In the fifties women were expected to be demure and submissive, men were expected to be strong and silent, and Joe McCarthy and his fearmongering reigned supreme. "Why'd Ya Make Me Wear This, Joe?" is about people who fell through the gaping cracks of those expectations. It's a love story from every angle; this is no Romeo and Juliet, or even Juliet and Juliet. It's romantic love, it's passionate love, it's platonic love, it's familial love. One has to wonder in the end which is the strongest bond.

It's really just about love, and how life makes it hard, and I hope you come see it.

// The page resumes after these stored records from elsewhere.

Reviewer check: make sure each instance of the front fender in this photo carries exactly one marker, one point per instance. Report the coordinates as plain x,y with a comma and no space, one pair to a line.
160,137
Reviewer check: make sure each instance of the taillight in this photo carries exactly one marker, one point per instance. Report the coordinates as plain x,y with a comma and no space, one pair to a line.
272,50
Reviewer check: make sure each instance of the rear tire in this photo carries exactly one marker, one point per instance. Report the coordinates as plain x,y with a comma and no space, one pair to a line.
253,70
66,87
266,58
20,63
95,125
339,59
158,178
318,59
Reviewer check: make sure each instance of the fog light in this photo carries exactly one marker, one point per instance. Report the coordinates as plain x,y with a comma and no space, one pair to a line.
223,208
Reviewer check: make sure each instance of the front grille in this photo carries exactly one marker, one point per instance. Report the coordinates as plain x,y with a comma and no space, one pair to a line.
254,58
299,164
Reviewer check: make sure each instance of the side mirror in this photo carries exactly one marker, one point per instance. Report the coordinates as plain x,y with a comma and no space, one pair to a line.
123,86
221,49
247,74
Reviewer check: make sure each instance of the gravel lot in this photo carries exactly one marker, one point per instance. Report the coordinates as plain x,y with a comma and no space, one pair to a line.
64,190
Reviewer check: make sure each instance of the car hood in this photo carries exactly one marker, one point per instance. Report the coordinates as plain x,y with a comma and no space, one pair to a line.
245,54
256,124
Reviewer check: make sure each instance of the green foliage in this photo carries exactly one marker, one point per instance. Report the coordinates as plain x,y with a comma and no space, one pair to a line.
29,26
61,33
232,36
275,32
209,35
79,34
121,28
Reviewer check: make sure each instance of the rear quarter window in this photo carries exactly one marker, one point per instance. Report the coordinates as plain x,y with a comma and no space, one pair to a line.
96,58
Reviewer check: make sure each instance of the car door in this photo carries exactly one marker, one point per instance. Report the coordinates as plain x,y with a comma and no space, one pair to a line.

"Why'd Ya Make Me Wear This, Joe?" by Vanda
Premieres at Venus Theatre in Laurel, MD on Thursday, Sept. 3
Tickets are $20 and can be purchased at www.venustheatre.org or at the door

*I should mention I'm performing in it as well as costume designed it. And that this is the reason I've been MIA for a month... so it's safe to say I have a bias.

1 comment:

Stephen said...

If aliens had ridded the world of all war prior to World War II, this play wouldn't have been written. Weird!

Seriously though, I'm looking forward to seeing this play.